Despite the fact that the criminal defense lawyers who I’ve worked with, drank with, loved, hated and known over the years have often been flawed human beings, occasionally challenged lawyers, they remain one of the most honorable, well-intended group of people around.  They do not commit crimes.

There are, unfortunately, exceptions, but this is not how criminal defense lawyers do their job.  And if it is, they deserve to be caught and prosecuted.  We are lawyers who defend people accused of crimes.  We are not criminals.

7 thoughts on “This Is Not How It’s Done

  1. Bad Lawyer

    Excellent post, Scott.

    I practiced law for 27 years and I have in and around Cleveland, and I have known and observed lawyers, judges, and others caught and prosecuted for bribery and corruption. I represented clients at pre-trials where the Big-Law/insurance company guy rubbed my face in front of the judge about the fun he, his firm and the judge had at the firm loge, or event. I’ve been at the Big-Law firm offices for a deposition and passed by the Dining Room which was set in china, crystal and silver for the luncheon with the Chief Justice of the Supreme Court. When the CJ died this last year, the rush to name courthouses in his honor made me want to puke. As a suspended lawyer, who is going to do 5 months for “attempted tax evasion,” feel free to ascribe my comment to “sour grapes,” but it doesn’t take a whole lot of looking around local news websites and blawgs to understand that “bribery” and gaming the system is more insidious than the passing of cash–although, there’s been a lot of that here in Cleveland.

    I don’t wish to be negative, I myself never wanted to be a Bad Lawyer, but I think it’s more than a “slippery slope.” Fundamentally our system is stressful because at least two things are happening simultaneously: a volume of business must be processed speedily; and, several adverse parties want to win which is another way of saying they want something for themselves: money, reputation, return on business investment–mostly self-seeking for ego.

    This means, while naked bribery rarely occurs, the systemic corruption is rife.

  2. SHG

    I hope my post was clear that it addressed criminal law rather than personal injury.  Not being a PI lawyer, I offer no views on whatever dirt their might be, though I believe that criminal defense lawyers, as a groups, have far greater integrity than civil lawyers. Of course, that’s a bit self-serving on my part.

  3. Bad Lawyer

    …ugh, shoulda read the false start before I post, my apologies.

    Maybe things are less corrupt in the venues where you practice Scott, but while my experiences are based primarily in civil and tort law, bribery and corruption abounds here, there, and everywhere.
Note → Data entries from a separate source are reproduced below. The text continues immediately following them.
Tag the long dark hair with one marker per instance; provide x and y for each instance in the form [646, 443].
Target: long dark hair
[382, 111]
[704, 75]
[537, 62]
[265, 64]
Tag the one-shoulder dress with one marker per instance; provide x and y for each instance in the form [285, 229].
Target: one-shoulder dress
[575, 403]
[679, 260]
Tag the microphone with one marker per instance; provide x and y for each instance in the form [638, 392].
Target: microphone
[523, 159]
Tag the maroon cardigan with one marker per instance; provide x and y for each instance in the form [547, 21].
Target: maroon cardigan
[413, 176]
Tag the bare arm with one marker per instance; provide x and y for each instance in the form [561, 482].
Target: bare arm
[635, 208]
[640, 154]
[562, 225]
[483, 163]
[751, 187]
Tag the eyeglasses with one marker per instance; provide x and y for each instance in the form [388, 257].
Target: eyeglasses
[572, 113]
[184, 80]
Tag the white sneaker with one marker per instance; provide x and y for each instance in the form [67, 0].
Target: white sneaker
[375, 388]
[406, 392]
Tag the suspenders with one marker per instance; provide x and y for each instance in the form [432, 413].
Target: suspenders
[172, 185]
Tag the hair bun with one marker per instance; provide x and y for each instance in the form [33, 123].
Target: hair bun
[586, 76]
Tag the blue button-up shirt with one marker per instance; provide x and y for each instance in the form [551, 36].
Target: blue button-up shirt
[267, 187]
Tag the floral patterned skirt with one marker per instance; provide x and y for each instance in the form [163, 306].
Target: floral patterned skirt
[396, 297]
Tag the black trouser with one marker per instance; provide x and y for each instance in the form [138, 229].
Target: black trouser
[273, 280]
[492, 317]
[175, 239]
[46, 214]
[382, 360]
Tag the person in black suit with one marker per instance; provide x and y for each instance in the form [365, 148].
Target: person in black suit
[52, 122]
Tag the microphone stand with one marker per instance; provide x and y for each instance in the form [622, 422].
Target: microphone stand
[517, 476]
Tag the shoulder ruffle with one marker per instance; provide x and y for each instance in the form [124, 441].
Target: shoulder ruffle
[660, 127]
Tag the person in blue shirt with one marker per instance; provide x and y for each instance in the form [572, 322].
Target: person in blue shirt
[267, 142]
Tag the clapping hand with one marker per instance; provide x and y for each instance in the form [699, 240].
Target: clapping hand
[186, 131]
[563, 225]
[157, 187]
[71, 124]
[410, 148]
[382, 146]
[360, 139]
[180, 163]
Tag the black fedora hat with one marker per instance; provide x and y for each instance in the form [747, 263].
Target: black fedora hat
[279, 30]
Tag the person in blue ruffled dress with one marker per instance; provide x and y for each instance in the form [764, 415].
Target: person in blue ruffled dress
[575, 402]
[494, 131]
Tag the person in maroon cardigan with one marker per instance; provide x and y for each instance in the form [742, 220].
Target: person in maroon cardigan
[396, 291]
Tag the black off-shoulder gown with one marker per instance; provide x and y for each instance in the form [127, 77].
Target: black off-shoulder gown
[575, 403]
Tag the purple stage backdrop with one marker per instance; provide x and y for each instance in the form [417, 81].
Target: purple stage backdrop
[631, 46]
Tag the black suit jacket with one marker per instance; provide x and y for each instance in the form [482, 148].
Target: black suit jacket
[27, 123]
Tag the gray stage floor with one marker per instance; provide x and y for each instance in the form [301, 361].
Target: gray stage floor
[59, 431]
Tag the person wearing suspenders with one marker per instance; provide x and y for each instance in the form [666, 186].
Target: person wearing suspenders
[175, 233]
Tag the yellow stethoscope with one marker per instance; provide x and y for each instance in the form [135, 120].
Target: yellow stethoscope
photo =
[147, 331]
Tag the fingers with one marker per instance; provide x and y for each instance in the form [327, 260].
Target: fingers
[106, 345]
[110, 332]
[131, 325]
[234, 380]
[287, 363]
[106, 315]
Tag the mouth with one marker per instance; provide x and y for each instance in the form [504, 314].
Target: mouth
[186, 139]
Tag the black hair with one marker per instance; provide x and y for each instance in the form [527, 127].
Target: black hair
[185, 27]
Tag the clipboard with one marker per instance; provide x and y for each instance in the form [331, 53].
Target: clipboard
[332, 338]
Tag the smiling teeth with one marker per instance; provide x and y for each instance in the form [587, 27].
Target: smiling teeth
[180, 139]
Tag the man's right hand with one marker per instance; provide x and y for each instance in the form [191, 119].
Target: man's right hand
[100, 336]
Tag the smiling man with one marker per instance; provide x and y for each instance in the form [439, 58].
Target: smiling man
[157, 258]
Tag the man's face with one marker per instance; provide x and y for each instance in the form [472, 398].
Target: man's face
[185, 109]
Low-level lawyers who survive by appointment to matters endless attend “fund raisers,” vendors, and bondsmen/women, “experts” likewise fête and feed the judges who act or appoint. It’s a dirty, dirty business and it’s so far down the slope that I sometimes fear there is no-retrieving it. It’s part of what motivated me to write.

  4. Windypundit

    If those prospective clients you’re talking about are white-collar businessmen, it’s not hard to understand what they’re thinking. Here in Chicago, I’ve been told that when you need certain kinds of permits and zoning waivers, you should find a lawyer who can give you a firm all-inclusive price, if you know what I mean. Whether true or not (and it certainly has been true in the past, if you believe all those indictments), it’s the common impression of how business gets done in the city. I imagine New York is not much different. No wonder people expect criminal lawyers to offer the same service.

  5. Jeff Gamso

    Ah, how many times I’ve heard, “OK, that’s your fee. Now, what’ll it cost for the win?” Or, from the less euphemistic prospective clients, “What’s the extra for the judge?”

    Somehow, the folks who ask those questions never end up hiring me.

  6. SHG

    Me either. But we both know that they end up hiring someone.  I sometimes joke that if I was willing to lie to clients, I could be rich, but it’s really not much of a joke.